Environmental subsystems are central components of operating systems of the Windows NT type. They allow the operating system to run software developed for the platform in question. For example, Windows NT 4.0 has four environmental subsystems, viz Win32, DOS or Win16, OS/2, and POSIX, the latter of which is a Unix standard.[1] The latter resides primarily in the Dynamic Link Library posix.dll.

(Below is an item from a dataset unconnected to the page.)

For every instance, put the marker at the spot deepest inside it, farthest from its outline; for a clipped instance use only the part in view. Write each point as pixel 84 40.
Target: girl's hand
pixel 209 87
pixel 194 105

The environmental subsystems are one part of the strategy Microsoft developed for making the Windows NT stream of operating systems a hub for multi-platform computing [2] Others include four Hardware Abstraction layers, one for Intel processors, three for RISC processors (DEC Alpha, PowerPC, Mips), and a driver for the HPFS, the standard for OS/2. Since Windows 2000, the FAT32 file system first introduced with Windows 95 has also been present, with HPFS deprecated then being omitted in later systems.[3] A third-party driver for FAT32 can be used on the earlier NT operating systems. Therefore, Windows NT as of version 4.0 had a default of four file systems (NTFS, HPFS, FAT12, and FAT16), and installations of the system with a driver allowing access to a fifth FAT32) are very common, and tools allowing access to Unix file systems are also in existence. Interoperability with Novell Netware is generally implemented at the applications and systems programming level rather than at the kernel and data link layer and therefore further from the physical hardware.
References
- ↑ Various (1993). Inside Windows NT. New Riders press. Bibcode:1993iwn..book.....C.
- ↑ Windows NT 4.0 Workstation Resource Kit. Microsoft Press. 1996.
- ↑ Windows NT 4.0 Server Resource Kit. Microsoft Press. 1998.